A gazillion places sell these 3' stainless braided hose kits with aluminum fittings, though from the photos none of them look like they have standard flared 1/2" fittings for mechanical fuel pump and carb. What am I missing? Some more fittings probably? What's the deal or, who makes a plug and play kit with flared fuel fittings don't want to make a career out of this project. Thanks.
Could you buy a prebent hardline from a Mustang supplier and get it close to the inlet, then go with a rubber hose from there?
That's what I'm thinking. It's a good plan to have at least a short length of rubber tubing to provide vibration relief from what I'm reading, versus a solid line. It's a pita to order stuff online when not sure exactly what's needed and the local parts jobber either don't have it or only junky imposter stuff. Fuel line isn't something to cheap out on. Braided steel hose from pump to carb would work, though.
Talked to NAPA and they sell chunks of hard line. Think I will pick up some that and a tube bender? Just like the idea of no hose clamps, or rubber line to deteriorate, especially with crossover exhaust.
On the passenger side, so it has to have more than a couple bends. Yeah, I had a mess of old hard line, and worn out fittings, hose clamps, rubber hose filter, more hard line and rubber, etc. Nice new single line and fittings makes things mo better.
Went with the braided steel flex line many years ago and found it works great, just a matter of detaching at the carb and shift when working on carb and/or engine. They come precut with end pieces attached, or 'do it yourself' kits. Use caution if decide to go this route using the kit, couple different types, one requires special tools, the kit I used did not and the person behind the counter did not know the difference, then it's just a matter of selecting the correct size, shape, and type AN fittings; 6,8, 10 AN, and thread count and shape. If the Carb inlet is on the opposite side may want to consider some type of crossover at the carb???
Do I get a do over? LOL I need to get a tighter bend on the first one out of the fuel pump than the tube bender is capable of. They sell pre-flared lengths and this one is perfect tho no room for error.
That would work, though think I can make a tighter bend OK by using a socket or something like that. Going to have to hang my head in shame and buy more fuel line.
That would work, though think I can make a tighter bend OK by using a socket or something like that. Going to have to hang my head in shame and buy more fuel line.
I wouldn't worry about a tighter radius, what you have will work fine. If that piece of premade tubing is the same as most auto parts stores sell it is cheap thin wall crap and will just collapse if you try to go too small. Ask me how I know LOL. The one on my 292 looks just about like yours..

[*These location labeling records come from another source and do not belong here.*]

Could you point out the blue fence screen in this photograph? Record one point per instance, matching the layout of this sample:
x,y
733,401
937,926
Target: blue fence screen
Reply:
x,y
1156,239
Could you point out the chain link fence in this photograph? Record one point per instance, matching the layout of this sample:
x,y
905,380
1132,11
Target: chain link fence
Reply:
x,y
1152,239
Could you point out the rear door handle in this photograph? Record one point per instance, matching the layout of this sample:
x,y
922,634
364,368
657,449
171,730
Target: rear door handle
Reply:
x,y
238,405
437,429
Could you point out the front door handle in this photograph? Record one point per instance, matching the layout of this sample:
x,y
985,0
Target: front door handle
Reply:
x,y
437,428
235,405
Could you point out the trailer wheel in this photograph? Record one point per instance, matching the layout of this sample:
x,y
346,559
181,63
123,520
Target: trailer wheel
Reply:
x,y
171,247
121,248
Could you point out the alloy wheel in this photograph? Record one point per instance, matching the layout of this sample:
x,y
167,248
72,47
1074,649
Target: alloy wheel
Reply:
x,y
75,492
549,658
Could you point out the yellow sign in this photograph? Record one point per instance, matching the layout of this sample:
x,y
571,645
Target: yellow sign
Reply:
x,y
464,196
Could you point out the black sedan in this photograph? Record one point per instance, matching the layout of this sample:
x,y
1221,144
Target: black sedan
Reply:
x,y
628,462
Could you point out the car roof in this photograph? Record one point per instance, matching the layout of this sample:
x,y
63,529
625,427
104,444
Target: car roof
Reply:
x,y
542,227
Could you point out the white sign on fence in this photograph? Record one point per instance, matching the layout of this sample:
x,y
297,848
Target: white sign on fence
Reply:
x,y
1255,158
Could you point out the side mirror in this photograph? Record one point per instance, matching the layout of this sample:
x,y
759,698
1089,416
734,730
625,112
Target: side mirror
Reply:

Understand one can use a spring slightly larger dia. than the fuel line is less likely to kink. If going this route suggest flare the end near the pump and install the fitting first before bending then after making the bend install the fitting and flare the end at the carb.
What am I missing? I think that looks fine. If you try to go much tighter, it will just collapse with the wrong tool, i.e. a socket. The average 90 degree nipple or elbow will just make a tighter bend which is not ideal.
Had to use a short length of hose to make that one work. My tube bending skills need practice. The Holley has the fuel inlet on the pax side so it needs a pretty sharp bend at on both ends to make it work. This will work for now. Not so much a tighter bend but closer to the outlet on the pump. Running better than ever!